8. The adaptive energy efficiency optimization control method for an energy-saving fan according to claim 7, characterized in that, The step of determining the degree of mutual influence between heat dissipation areas includes: Obtain spatial location information of each cabinet, equipment, and temporary obstacle within the cooling area; Based on the spatial location information, construct the three-dimensional physical layout information of the cooling area; Obtain airflow velocity and direction information for each heat dissipation area; Obtain temperature distribution information along the heat transfer path; Based on the three-dimensional physical layout information, the airflow velocity and direction information, and the temperature distribution information, the airflow path information and heat transfer path information of the cooling area are simulated. Based on the simulated airflow path information and heat transfer path information, the degree of mutual influence between each heat dissipation area is determined.

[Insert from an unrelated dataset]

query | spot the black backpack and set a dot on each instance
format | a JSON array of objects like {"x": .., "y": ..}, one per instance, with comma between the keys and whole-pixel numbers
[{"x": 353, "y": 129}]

9. The adaptive energy efficiency optimization control method for an energy-saving fan according to claim 8, characterized in that, The steps for obtaining the airflow path information and heat transfer path information of the simulated cooling zone include: Acquire raw data from visual sensors, LiDAR, and thermal imagers; The original data is preprocessed to obtain preprocessed data; the preprocessing includes timestamp alignment, spatial coordinate system transformation, and data format unification. Data quality assessment is performed on the preprocessed data to identify outliers or missing regions and obtain the corresponding data quality assessment results. Based on the data quality assessment results, a weighted fusion process is performed on the preprocessed data; The fused data is continuously compared with the preset layout benchmark model information to identify layout deviation information, and the fused data is corrected based on the layout deviation information. Based on the corrected fusion data, the three-dimensional physical layout information is updated, and based on the updated three-dimensional physical layout information, corresponding airflow path information and heat transfer path information are generated.

10. An energy-saving fan adaptive energy efficiency optimization control system, used to execute energy-saving fan adaptive energy efficiency optimization control, characterized in that, include: The parameter information acquisition module is used to acquire fan operating parameter information, actual airflow parameter information of the cooling area, and server calculation load information; The airflow parameter determination module is used to determine the reference airflow parameter information of the cooling area under preset operating conditions based on the fan operating parameter information; An anomaly detection module is used to compare the actual airflow parameter information with the reference airflow parameter information, and combine the server's calculated load information to identify anomaly detection information in the cooling area. The airflow characteristic analysis module is used to analyze the airflow characteristic information of the cooling area when the abnormal signs are detected and the server computing load information does not show an increase, so as to diagnose whether the root cause of the heat dissipation abnormality is a change in computing load or obstruction of airflow channels. The optimized control execution module is used to adjust the fan operating parameters to match the heat dissipation requirements if the root cause is a change in the calculated load; if the root cause is an obstruction of the airflow channel, non-power boost control measures are implemented to suppress heat dissipation deterioration and output maintenance prompt information.